Syukurlah, wisuda sudah berjalan dengan lancar. Semua peserta dalam keadaan bahagia, usaha yang selama ini dilalui, sudah terbayar lunas. Toga sebagai buktinya. Mereka berfoto bersama. Mengabadikan momen bersama keluarga, bersama kekasih, bersama isteri, bersama kawan-kawan seperjuangan. Rona lelah belajar seakan sirna. Senyum, wajah cerah dan tawa , mereka ekspresikan dalam penggambilan gambar tersebut. Tak terkecuali, para juru foto ikut mengabadikan sambil berharap mendapatkan limpahan rejeki wisudawan.
Dan tak kuduga di antara wajah bahagia itu, aku mengenal sosok yang tak asing. Meski berkebaya dan menggunakan sanggul, tapi raut muka-nya cukup kukenal dengan baik. Dan benar, nama itu namamu. Nama yang dipanggil untuk maju menerima ijasah tadi. Ya, kamu, Dian, yang ku-ragu dan bertanya-tanya. Saat ini aku yakin, itu kamu. Setelah sekian lama kita tak bertemu setelah akhir renda asmara kita. Tak terasa sudah lebih dari sepuluh tahun. Dan di sebelahmu, ada sosok lelaki gempal berjas rapi dan gadis mungil berparas ayu.
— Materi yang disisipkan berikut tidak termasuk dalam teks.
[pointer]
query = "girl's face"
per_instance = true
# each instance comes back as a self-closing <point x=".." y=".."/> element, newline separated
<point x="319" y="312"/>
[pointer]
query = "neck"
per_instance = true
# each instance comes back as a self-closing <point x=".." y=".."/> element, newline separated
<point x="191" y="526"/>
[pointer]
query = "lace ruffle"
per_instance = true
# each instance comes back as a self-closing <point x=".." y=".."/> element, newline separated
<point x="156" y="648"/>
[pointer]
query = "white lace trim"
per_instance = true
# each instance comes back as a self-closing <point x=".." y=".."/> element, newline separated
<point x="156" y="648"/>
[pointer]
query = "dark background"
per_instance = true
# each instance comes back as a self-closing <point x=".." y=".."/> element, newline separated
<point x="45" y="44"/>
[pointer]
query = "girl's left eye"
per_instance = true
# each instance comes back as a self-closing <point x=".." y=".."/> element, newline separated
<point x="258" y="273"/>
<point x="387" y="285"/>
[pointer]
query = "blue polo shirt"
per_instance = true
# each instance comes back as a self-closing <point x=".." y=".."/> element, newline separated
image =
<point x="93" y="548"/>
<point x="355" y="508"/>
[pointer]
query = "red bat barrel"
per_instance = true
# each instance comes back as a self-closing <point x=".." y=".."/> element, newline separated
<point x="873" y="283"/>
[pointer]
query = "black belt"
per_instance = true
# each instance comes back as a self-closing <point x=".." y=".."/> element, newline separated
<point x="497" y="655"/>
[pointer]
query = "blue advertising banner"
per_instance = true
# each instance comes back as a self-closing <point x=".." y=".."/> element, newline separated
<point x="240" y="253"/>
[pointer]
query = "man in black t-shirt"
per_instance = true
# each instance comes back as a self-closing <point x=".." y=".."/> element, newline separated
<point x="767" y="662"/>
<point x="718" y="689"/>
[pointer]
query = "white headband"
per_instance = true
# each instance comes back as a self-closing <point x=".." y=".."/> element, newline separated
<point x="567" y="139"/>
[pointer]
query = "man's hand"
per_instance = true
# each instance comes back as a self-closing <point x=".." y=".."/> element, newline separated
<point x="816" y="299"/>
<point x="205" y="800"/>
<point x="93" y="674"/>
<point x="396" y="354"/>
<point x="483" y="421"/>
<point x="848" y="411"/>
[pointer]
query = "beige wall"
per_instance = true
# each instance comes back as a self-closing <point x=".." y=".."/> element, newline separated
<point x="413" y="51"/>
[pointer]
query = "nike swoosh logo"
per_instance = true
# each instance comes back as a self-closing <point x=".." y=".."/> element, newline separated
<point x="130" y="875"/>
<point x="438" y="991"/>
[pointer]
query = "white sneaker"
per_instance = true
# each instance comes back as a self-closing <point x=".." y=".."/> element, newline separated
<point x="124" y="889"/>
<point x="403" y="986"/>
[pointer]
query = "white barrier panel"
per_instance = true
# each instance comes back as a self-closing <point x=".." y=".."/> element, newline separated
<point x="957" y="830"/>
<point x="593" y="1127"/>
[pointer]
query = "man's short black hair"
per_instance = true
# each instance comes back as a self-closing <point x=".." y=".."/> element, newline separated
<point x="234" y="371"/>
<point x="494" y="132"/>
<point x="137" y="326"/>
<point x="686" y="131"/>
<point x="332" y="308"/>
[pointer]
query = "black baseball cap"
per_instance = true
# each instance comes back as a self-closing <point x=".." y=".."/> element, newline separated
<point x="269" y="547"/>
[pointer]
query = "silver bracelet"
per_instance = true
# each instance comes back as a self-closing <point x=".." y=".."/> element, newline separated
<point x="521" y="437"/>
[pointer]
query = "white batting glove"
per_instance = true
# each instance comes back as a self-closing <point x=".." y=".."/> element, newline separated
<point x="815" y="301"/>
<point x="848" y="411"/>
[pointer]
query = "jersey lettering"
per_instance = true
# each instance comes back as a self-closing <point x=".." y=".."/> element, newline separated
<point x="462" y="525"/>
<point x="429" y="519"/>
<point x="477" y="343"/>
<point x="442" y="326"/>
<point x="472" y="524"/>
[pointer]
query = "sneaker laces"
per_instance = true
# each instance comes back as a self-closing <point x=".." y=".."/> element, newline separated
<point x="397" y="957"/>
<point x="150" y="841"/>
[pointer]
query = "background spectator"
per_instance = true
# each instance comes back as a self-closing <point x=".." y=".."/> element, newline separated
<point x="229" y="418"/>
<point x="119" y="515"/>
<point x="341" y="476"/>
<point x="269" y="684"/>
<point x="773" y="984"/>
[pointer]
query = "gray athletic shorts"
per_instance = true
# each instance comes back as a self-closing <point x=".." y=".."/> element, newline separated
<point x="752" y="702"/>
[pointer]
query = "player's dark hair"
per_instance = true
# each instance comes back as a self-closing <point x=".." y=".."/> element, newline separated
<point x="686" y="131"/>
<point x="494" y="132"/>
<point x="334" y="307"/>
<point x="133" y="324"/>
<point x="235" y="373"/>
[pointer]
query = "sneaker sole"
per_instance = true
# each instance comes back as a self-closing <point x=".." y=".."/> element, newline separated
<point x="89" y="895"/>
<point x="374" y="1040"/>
Kuduga itu pasangan hatimu dan keluarga kecilmu.
Di tempat ini/ Di tempat pertama aku menemukanmu/ Kembali kudatangi tempat ini/ Tapi ku dengan yang lain
Samar kudengar/ Suara yang s'lalu kukenal itu suaramu/ Kau terlihat bahagia bersamanya/ Dia kekasihmu yang baru
Aku pun terdiam/ Saat gadis kecil berlari ke arahmu/ Gadis kecil yang miliki mata indah
Persis seperti matamu
Aku pun tersenyum/ Dan kugenggam tangan wanita di sampingku/ (Dan kau genggam tangannya dan kau genggam tangannya)/ Dan berkata lirih di dalam hati (lirih hati)/ Tentang semua ini*)
***
“Kayak perangko”, ungkapan yang disampaikan teman-teman pada kita. Hampir setiap hari kulalui hari bersamamu. Selepas kuliah, hanya sekedar minum di kantin, kita selalu bersama. Sampai-sampai menunggu antar kuliah dengan jeda pagi hingga siang atau pun sore, kita lewatkan berdua di perpustakaan. Itulah hari-hari bersama Dian.
Memang banyak yang mengira hubungan kami mulus dan tak banyak gejolak. Di tengah kebersamaan kita berdua di mata banyak kawan. Bertahun memadu kasih, mencoba memilin, merenda dan menjahit banyak perbedaan, pandangan dan keyakinan. Sudah diusahakan disatukan dan dipadukan. Banyak hal yang sama di antara kita berdua sehingga kami bisa bertahan dengan waktu yang cukup lama. Namun, nyatanya, lebih banyak lagi beda yang mengemuka. Beda yang sangat prinsip.
“Bak mimi lan mintuna”, ini pandangan orang tentang kami berdua, yang seakan dapat mengesampingkan perbedaan. Semua dilalui dengan mulus dan lancar. Semua menganggap kita padu dan satu dalam memilin dan menjalin asmara. Rajutan yang tampak rapi dan kuat, nyatanya hanya semu adanya. Bertahun ditenun tapi faktanya hanya sekumpulan dan kesatuan benang, tak ada pola indah yang terbentuk. Banyak ruang kosong di antara benang itu dan mudah sekali terurai dan tergerai.
Di saat benang itu mulai mengendur, kita berhenti untuk menjalin. Lupakan sejenak dan padukan semua persamaan. Seakan lukisan dari benang penuh warna itu kembali memberi gambaran yang indah.